1.Temyizen incelenen Bölge Adliye Mahkemesi kararında ve kararın gerekçesinde hukuk kurallarının somut olaya uygulanmasında bir isabetsizlik bulunmadığı, bozma kararı gereğince hüküm verilmiş olduğu, anlaşılmakla; davacı kadın vekilinin aşağıdaki paragraf kapsamı dışındaki temyiz itirazları yerinde görülmemiştir.

2. Bölge Adliye Mahkemesince bozma ilamına uyulduğuna göre, yapılacak iş, bozma ilamı doğrultusunda, yeniden hüküm tesis etmekten ibaret olup, bölge adliye mahkemesinin bozma sonrası kararı istinaf incelemesi niteliğinde de değildir. O halde bölge adliye mahkemesince 6100 sayılı Kanun'un 373 üncü maddesi kapsamına uyulan bozma ilamı kapsamında yeniden hüküm tesis edilmesi gerekirken Dairemizin uyulmasına karar verilen bozma ilamı ile ortadan kalkan önceki kararlara atıf yapılarak, istinaf taleplerinin reddi- kabulü şeklinde hüküm tesisi doğru olmayıp bozmayı gerektirmiştir.

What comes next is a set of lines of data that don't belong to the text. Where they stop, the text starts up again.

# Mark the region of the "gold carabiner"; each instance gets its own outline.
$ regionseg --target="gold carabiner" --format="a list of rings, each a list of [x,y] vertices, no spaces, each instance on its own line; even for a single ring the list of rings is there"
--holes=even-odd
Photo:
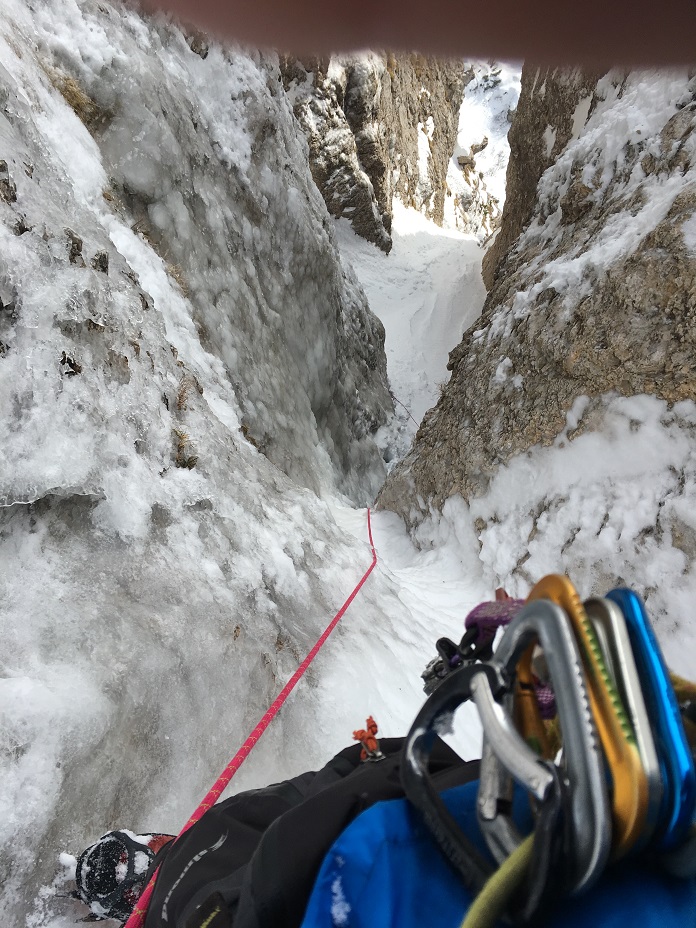
[[[532,673],[535,644],[525,649],[515,670],[514,719],[527,744],[546,760],[553,760],[555,751],[539,711]]]
[[[567,613],[587,674],[590,707],[613,782],[612,856],[623,857],[636,844],[648,811],[648,781],[635,733],[607,668],[594,629],[568,577],[549,574],[532,589],[527,601],[550,599]]]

Ne var ki bu yanlışlığın giderilmesi yeniden yargılama yapılmasını gerektirmediğinden 6100 sayılı Kanun’un 370 inci maddesinin ikinci fıkrası hükmü uyarınca kararın ilgili bentler yönünden düzeltilerek onanması gerekmiştir.

VI. KARAR

Açıklanan sebeplerle;

1.Davacı kadın vekilinin aşağıdaki bendin kapsamı dışında kalan diğer temyiz itirazlarının reddine,

2. Bölge Adliye Mahkemesi kararının hüküm fıkrasında yer alan " Davacı kadının maddi tazminata ilişkin istinaf talebinin kabulü ile, İstanbul Anadolu 15. Aile Mahkemesinin 09/03/2021 tarih ve 2020/473 Esas 2021/220 Karar sayılı ilamının maddi tazminata ilişkin 6. Bendinin KALDIRILMASINA, (hükme 6. Bent olarak yazılmasına)" cümlelerinin hüküm fıkralarından çıkartılmak sureti ile temyize konu kararın DÜZELTİLEREK ONANMASINA,

Duruşma için takdir olunan 17.100,00 TL vekâlet ücretinin davalıdan alınıp davacıya verilmesine,

Dosyanın İlk Derece Mahkemesine, kararın bir örneğinin Bölge Adliye Mahkemesine gönderilmesine,25.06.2024 tarihinde oy birliğiyle karar verildi.